Vous vous demandez pourquoi certains Juifs politico-médiatiques sont si présents et actifs à propos de tout ce militantisme et toutes ces affaires de déviances mentales et d’obsessions autour de l’identité sexuelle, de la transition de genre, et des pratiques qui les accompagnent ? C’est apparemment culturel, ils sont nourris et familiers de ces sujets depuis la rédaction du… Talmud, qui cite six genres sexuels :

– Nekevah et Zachar, féminin et masculin,

– Les androgynes,

– Tutum, terme désignant quelqu’un avec des caractéristiques sexuelles obscures, que l’on ne parvient pas à définir clairement,

– Ay’lonit, terme désignant un personnage de sexe féminin à sa naissance mais qui se définit comme masculin ultérieurement dans sa vie,

– Saris, terme désignant un personnage de sexe masculin à sa naissance mais qui se définit comme féminin ultérieurement dans sa vie, et/ou privé de ses organes sexuels, que ce soit naturellement ou par intervention,

Les Ay’lonit et Saris peuvent être décrits comme étant stériles.

Focus sur Daphné Bürki

L’une des responsables de déballage répugnant concocté avec l’aval gourmand du pouvoir français pour la cérémonie d’ouverture des Jeux Olympiques…

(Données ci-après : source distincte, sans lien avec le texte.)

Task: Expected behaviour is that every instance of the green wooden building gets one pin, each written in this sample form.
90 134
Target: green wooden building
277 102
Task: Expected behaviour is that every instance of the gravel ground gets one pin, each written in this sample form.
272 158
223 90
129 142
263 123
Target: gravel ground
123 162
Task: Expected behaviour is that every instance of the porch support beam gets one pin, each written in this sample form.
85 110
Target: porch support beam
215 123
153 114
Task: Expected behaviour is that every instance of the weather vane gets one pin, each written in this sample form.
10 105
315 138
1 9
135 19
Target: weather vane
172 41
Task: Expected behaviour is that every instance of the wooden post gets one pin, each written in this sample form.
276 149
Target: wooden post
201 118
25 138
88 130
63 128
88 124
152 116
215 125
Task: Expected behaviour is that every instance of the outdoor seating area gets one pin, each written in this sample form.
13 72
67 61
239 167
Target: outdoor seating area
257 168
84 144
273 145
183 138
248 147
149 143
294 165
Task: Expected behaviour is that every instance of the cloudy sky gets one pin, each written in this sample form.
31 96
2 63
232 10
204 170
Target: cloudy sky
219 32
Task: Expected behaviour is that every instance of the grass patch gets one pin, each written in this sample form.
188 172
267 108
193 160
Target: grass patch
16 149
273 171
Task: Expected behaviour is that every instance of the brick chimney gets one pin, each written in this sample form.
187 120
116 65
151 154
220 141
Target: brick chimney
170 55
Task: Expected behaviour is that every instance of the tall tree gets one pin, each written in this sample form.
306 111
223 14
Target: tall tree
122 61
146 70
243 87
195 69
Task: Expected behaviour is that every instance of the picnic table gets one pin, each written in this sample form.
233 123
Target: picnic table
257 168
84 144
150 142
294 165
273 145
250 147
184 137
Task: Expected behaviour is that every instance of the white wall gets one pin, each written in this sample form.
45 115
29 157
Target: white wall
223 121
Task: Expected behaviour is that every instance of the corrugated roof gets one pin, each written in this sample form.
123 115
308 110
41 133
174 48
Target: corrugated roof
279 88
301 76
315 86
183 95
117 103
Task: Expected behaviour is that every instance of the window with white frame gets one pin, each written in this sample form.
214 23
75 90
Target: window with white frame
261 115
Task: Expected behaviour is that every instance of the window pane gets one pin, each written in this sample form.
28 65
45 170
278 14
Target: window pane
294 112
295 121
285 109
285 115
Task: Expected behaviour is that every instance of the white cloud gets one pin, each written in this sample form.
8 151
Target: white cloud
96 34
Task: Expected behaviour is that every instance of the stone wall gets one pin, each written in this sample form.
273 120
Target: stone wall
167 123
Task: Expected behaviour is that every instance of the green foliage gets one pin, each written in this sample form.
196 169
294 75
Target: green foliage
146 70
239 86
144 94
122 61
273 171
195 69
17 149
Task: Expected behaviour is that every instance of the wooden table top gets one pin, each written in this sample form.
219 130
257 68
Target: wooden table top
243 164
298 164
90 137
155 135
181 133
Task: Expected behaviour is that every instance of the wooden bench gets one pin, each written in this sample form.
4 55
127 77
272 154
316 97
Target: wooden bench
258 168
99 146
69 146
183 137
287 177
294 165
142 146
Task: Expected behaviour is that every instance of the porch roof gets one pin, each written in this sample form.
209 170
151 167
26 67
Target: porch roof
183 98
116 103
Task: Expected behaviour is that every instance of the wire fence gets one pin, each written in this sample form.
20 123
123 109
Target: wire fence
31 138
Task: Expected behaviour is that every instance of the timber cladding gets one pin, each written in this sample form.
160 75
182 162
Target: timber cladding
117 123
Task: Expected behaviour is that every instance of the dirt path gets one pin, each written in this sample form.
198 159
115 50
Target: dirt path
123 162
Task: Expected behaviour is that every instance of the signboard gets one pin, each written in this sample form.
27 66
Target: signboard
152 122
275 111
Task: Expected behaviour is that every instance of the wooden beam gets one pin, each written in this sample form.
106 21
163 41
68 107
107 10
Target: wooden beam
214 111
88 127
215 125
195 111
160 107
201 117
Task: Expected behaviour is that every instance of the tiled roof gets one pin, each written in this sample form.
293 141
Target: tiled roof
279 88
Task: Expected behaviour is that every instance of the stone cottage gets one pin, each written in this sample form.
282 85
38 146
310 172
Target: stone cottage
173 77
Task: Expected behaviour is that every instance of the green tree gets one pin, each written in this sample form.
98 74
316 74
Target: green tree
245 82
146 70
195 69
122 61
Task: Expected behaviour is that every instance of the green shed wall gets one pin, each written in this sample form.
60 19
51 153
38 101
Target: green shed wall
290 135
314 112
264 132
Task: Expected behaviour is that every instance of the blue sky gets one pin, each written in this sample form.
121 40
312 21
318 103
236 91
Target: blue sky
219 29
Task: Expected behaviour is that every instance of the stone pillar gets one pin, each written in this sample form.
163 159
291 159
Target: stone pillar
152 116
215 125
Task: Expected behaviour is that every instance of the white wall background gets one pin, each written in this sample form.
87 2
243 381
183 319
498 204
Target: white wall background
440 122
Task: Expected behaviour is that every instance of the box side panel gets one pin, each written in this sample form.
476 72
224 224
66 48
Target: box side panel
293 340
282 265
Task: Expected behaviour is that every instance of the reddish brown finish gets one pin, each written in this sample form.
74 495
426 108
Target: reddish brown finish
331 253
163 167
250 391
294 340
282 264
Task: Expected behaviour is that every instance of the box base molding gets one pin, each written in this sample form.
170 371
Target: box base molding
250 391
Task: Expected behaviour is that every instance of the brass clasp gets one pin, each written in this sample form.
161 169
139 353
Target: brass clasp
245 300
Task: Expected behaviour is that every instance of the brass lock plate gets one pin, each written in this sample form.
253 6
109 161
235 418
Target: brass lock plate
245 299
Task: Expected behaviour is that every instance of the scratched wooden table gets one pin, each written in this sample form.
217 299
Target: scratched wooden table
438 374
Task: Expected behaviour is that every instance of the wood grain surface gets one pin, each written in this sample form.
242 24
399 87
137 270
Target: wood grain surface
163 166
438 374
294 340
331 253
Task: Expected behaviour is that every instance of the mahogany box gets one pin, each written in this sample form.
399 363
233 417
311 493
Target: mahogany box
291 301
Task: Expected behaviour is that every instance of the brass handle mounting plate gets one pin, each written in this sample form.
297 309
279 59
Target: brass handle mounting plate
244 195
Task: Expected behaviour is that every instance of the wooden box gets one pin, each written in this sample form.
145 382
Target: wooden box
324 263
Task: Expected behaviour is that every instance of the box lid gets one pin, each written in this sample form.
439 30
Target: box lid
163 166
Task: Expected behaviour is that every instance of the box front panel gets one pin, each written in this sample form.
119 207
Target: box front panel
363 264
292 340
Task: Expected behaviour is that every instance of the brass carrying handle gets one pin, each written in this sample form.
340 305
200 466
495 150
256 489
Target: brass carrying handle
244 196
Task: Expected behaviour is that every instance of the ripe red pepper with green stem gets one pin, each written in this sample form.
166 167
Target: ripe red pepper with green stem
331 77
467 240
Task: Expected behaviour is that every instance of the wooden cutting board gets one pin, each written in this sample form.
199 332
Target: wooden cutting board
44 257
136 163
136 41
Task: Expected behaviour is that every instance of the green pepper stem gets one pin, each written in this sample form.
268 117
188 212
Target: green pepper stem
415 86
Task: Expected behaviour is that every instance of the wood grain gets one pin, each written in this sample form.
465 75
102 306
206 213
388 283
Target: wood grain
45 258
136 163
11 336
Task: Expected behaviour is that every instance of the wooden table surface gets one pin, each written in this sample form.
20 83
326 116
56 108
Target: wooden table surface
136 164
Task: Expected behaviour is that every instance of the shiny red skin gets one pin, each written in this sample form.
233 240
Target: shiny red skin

Daphné Marin de Montmarin, née en 1980, directrice styliste de ces Jeux. Ou lorsque la noblesse en fin de race s’allie aux néo-jacobins. On est loin des 200 gentilshommes venant mettre leur épée au service de Louis XVI pour défendre les Tuileries avant l’attaque du 10 août 1792 par les révolutionnaires. Mais elle n’est pas le seul cas de cette noblesse qui a perdu son honneur en se ralliant à la République.

Après des études aux beaux-arts et une école de stylisme, Daphné Bürki* fait ses premières armes chez Dior. Puis :

– 2008, chroniqueuse tendance sur Canal+.

– 2011, les Maternelles sur France 5.

– 2012, elle revient sur Canal+ aux côtés de Michel Denisot pour le Grand Journal, et présente d’autres émissions entre 2013 et 2017.

– depuis 2018, elle présente les Victoires de la musique et Prodiges.

– 2020, elle anime l’émission Culturebox.

– 2023, juge principale de l’émission Drag Race France, où elle révèle sa bisexualité au public.

Ces gens ont les réseaux relationnels leur donnant accès à la diffusion des chaînes de télévision « mainstream » dont sont gavés des millions de pauvres Français. Selon ses dires, « On a essayé d’être le plus inclusif possible » comme pour ses émissions CultureBox et Drag Race France. Un archétype de ces petites mains travaillant à la destruction de l’Occident, qui se moquent du fait qu’être le plus « inclusif possible », c’est être le plus répulsif pour l’immense partie de la population.

(*Un pseudo forgé pour faire référence à Beurk ?, à Burkini ?… On ne saurait dire)

Une saine colère

Les organisateurs des Jeux olympiques de Paris ont donné au monde le spectacle dégoûtant de l’idéologie LGBT. Le monde se souviendra à jamais de ces jeux olympiques comme d’un symbole répugnant de la décadence et d’abomination qui a abusé de la beauté du sport et l’a transformé en un spectacle politique progressiste. Cette cérémonie d’ouverture des Jeux Olympiques 2024 de Paris, détournée par le pouvoir en tribune de propagande outrancière de toutes les déviances comportementales touchant au sexe et à ses pratiques, aux genres et au travestissement répugnant, n’en finit pas de provoquer l’indignation à travers le monde. A ce propos, le Youtubeur Algérien Aldo Sterone s’est fendu d’un communiqué exemplaire, qu’il nous importait de partager :

« Nous sommes la majorité, nous sommes des milliards, nous sommes la norme. Chez nous, l’homme ne tombe pas enceinte, les femmes ne portent pas de barbe et l’intestin n’est pas un organe reproducteur. Nous venons d’un père et d’une mère. Nous ne venons pas du parent 1 et du parent 2. Nous ne venons ni de deux femmes, ni de deux hommes. Nous avons des grands-mères et des grands-pères, pas le grand-parent 1 et le grand-parent 2, 3 ou 4. Nos bébés sont allaités par leurs mamans. Ça se passe ainsi depuis des millions d’années.